I miss things. I miss having a drink at a pub or bar or going out for dinner. I miss the footy. I miss the random conversations and interactions. I miss women. I miss being spontaneous and doing things on a whim. I miss the CBD, though not completely, and the hustle and activity of it. I miss my friends.

There’s a lot of things I don’t miss. I don’t miss the morning train or the feeling of being on a programmed routine. I don’t miss the dull meetings (though I now have frustrating online meetings instead). I don’t miss the general rush. I don’t miss dressing up for work, or the ironing that goes with it. I don’t miss the meaningless expense. I don’t miss the crush.

I like how this whole thing has opened up conversation, even if we do it remotely now. I like how each morning now I wake up and can spend a civilised hour catching up on the news and reading instead of getting ready and travelling to work. I like being close to Rigby, and he likes it too.

Unlike a lot, I’m thriving in this period of isolation. It’s a long way from ideal, and I pointed out what I’m missing, but when it all ends, there’ll be things I’ll be sad to leave behind. If some are struggling now, I think many others have gained a new appreciation of what they can do. As I keep saying, when we go back, it’ll be different, if only for the fact that we’ll know the difference.

I could handle working from home much more regularly once we return. For me, the ideal split would be two days in the office and three at home each week. You need to get to the office sometimes. You need the face to face occasionally, and to do things with others. And it’s good to get out, to mix it with society. You need the hustle, need to go out and get coffee or maybe a drink after work. You need the vibe around you – just not every day.

What I’ve found in this period is that I work very effectively from home. I sort of knew that before when I did consulting, but it was never as full-on as this. I’m much more productive, and it’s a lot easier because I’m already home.

One of the things I’ve loved about this is that I’m eating properly. Real meals, and not the snacks I’d pick up working. I have time to plan and prepare ambitious meals, whereas before it was always a rush at the end of the day to get something ready. I love food, I love cooking, and so this is a real win – even if it means now that I’m eating too much. I love easing into the day as I do, and it feels healthy for a rounded mind. I’m not always on the go – I have time to slow and even pause. I’ve complained of weariness, and with good cause, but it occurred to me earlier today that I feel generally more healthy. Everything seems to be functioning as it should do.

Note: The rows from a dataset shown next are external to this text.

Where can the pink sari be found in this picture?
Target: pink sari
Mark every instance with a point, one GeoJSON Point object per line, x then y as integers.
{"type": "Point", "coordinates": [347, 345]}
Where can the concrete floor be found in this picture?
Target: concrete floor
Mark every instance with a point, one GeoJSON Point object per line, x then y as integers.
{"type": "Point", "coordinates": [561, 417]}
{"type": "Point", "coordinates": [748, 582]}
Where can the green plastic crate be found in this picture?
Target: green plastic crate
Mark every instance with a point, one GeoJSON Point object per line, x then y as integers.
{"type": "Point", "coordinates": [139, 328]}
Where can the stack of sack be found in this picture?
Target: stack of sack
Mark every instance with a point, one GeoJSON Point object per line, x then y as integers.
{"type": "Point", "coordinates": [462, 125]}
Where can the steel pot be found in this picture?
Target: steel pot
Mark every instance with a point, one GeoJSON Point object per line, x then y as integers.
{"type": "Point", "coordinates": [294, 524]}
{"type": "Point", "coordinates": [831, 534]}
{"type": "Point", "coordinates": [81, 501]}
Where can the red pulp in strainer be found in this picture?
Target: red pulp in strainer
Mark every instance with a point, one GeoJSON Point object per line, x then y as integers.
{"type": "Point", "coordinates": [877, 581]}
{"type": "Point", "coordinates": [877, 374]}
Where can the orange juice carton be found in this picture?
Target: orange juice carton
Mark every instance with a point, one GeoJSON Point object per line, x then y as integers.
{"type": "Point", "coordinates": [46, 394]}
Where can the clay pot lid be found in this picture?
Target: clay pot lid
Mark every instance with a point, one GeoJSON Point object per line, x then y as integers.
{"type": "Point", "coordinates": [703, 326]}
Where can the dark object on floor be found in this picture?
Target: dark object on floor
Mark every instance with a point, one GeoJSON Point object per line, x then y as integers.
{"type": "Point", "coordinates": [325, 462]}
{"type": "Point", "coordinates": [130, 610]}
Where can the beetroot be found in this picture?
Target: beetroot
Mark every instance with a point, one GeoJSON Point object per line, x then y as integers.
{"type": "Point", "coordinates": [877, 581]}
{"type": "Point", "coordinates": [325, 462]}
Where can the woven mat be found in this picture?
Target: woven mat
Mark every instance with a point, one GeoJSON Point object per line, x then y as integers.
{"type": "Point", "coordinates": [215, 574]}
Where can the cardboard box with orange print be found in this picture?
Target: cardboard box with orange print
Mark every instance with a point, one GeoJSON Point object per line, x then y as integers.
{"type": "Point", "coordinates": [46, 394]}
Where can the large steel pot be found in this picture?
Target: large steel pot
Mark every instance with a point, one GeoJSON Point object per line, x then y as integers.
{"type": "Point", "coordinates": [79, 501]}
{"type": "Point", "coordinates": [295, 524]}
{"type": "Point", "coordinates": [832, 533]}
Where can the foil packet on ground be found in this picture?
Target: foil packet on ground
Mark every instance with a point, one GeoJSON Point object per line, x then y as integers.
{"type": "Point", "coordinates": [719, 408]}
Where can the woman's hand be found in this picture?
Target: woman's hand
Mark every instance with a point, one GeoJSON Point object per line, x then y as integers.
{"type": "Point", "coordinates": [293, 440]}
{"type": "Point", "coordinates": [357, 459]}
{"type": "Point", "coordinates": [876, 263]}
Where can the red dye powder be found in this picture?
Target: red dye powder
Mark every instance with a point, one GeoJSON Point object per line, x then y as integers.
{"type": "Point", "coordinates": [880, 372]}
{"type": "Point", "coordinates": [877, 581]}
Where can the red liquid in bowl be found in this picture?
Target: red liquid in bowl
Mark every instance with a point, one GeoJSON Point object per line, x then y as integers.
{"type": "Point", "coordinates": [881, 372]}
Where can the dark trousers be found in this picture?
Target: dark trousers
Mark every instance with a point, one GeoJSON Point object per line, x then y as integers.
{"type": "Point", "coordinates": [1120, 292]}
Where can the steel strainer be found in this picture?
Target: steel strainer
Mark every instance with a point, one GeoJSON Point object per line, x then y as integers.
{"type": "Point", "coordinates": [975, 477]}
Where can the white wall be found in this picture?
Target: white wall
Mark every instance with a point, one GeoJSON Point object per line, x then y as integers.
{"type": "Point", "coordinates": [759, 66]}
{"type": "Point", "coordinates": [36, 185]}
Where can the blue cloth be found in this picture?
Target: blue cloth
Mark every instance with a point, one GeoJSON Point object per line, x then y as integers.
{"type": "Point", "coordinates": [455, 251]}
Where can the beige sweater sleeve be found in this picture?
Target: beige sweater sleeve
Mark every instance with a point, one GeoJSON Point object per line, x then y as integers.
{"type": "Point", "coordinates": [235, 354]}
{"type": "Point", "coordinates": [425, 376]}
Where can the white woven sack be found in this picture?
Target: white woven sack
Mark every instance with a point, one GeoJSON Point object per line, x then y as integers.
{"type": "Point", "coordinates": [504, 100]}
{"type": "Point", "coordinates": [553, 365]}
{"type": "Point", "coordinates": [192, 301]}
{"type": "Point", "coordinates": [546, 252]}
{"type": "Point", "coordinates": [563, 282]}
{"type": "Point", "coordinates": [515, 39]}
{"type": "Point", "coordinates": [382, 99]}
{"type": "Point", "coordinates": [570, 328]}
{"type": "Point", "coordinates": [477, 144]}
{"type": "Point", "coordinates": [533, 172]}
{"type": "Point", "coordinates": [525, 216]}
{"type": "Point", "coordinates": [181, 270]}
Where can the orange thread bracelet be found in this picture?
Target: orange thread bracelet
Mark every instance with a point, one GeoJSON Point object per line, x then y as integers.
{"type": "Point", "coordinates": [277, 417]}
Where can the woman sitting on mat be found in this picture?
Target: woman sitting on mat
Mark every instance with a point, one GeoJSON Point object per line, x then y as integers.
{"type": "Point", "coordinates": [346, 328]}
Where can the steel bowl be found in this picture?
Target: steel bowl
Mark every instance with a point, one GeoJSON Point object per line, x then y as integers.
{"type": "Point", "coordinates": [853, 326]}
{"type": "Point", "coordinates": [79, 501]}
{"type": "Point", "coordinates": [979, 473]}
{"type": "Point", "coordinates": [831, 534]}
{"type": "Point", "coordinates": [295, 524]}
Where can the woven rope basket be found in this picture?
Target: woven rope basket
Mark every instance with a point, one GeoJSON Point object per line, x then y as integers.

Ideally, the cafes would be open. That’s a great way to break up a day working from home – stepping to get a late breakfast or working on wi-fi from a cafe for an hour or so. And then, at the end of a productive day, popping up the road to a wine bar. That will come, but for now, I make do with a glass of wine or G&T once 5 o’clock ticks over (12 mins away).

I think there’s an acceptance that work will be different after this for the likes of me. This has been an effective POC – we’ve done the hard work, we’ve set-up the systems, we’ve adjusted to the reality. From here, once life returns to some semblance of what used to be called normal, then it will be a doddle. I hope so, anyway.

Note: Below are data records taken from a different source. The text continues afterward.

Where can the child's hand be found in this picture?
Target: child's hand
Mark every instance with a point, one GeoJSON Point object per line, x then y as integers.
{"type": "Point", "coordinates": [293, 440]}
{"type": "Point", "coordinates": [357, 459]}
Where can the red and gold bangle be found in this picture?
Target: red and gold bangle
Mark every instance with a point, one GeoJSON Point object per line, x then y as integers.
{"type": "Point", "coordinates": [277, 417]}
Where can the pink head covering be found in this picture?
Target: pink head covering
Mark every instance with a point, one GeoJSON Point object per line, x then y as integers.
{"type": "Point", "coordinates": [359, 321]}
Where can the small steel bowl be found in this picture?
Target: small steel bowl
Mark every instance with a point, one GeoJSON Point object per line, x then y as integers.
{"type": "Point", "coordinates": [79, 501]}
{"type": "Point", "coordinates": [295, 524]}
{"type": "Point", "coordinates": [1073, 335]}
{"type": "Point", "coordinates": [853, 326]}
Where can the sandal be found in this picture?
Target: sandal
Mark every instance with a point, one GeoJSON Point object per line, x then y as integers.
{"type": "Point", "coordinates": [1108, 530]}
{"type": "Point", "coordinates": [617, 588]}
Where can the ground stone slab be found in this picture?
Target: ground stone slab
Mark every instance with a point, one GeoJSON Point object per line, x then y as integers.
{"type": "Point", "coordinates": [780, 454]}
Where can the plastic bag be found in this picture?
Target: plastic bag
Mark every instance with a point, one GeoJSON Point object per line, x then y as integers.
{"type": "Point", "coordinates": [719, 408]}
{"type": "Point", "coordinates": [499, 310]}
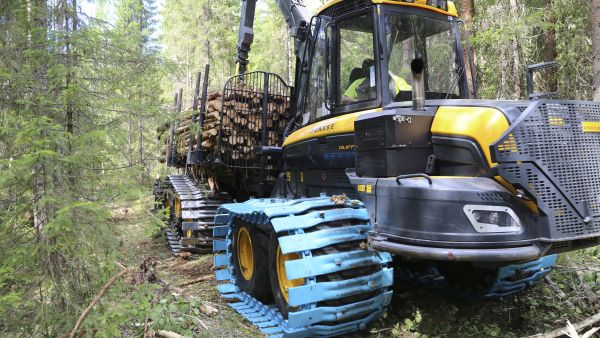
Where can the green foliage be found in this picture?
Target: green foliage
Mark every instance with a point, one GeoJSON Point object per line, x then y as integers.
{"type": "Point", "coordinates": [507, 37]}
{"type": "Point", "coordinates": [76, 98]}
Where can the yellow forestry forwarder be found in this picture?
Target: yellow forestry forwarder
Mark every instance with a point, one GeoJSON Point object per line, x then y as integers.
{"type": "Point", "coordinates": [384, 169]}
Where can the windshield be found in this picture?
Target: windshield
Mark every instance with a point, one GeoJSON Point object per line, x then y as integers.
{"type": "Point", "coordinates": [356, 81]}
{"type": "Point", "coordinates": [411, 36]}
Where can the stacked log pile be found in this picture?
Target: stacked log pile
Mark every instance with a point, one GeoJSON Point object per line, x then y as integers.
{"type": "Point", "coordinates": [238, 116]}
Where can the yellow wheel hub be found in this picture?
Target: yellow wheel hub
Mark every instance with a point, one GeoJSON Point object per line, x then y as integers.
{"type": "Point", "coordinates": [244, 253]}
{"type": "Point", "coordinates": [284, 282]}
{"type": "Point", "coordinates": [177, 207]}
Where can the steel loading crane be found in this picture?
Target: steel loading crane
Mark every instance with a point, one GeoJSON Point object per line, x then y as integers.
{"type": "Point", "coordinates": [384, 153]}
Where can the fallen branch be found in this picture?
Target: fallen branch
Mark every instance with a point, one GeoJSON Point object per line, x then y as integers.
{"type": "Point", "coordinates": [578, 326]}
{"type": "Point", "coordinates": [554, 287]}
{"type": "Point", "coordinates": [197, 280]}
{"type": "Point", "coordinates": [169, 334]}
{"type": "Point", "coordinates": [150, 307]}
{"type": "Point", "coordinates": [591, 295]}
{"type": "Point", "coordinates": [96, 299]}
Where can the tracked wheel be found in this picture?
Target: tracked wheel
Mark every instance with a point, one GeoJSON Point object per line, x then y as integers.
{"type": "Point", "coordinates": [467, 281]}
{"type": "Point", "coordinates": [189, 213]}
{"type": "Point", "coordinates": [249, 256]}
{"type": "Point", "coordinates": [323, 279]}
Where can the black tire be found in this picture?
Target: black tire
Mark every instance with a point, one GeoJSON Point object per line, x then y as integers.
{"type": "Point", "coordinates": [280, 301]}
{"type": "Point", "coordinates": [257, 285]}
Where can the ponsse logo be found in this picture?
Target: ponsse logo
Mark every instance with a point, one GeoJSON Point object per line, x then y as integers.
{"type": "Point", "coordinates": [325, 127]}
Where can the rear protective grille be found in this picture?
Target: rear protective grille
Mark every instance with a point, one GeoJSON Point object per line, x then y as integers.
{"type": "Point", "coordinates": [553, 152]}
{"type": "Point", "coordinates": [346, 7]}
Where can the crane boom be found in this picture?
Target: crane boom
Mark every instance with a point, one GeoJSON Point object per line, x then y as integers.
{"type": "Point", "coordinates": [295, 15]}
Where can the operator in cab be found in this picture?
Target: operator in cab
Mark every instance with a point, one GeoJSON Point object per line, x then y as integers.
{"type": "Point", "coordinates": [362, 83]}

And I mentioned, I love how so many minds have been opened by this situation. I used to lament the tedious and predictable conversation of days past, but the constraints that kept conversation dull have been busted wide open. We’ve been made to consider many unlikely possibilities, and the future remains unclear – but, here in Oz, at least, I think there’s some positivity about that as much as there is curiosity.

There’s a lot more, of course, and I suspect much will slide back into familiar routines when this is all over. But hopefully, we learn something too, and even grow a little.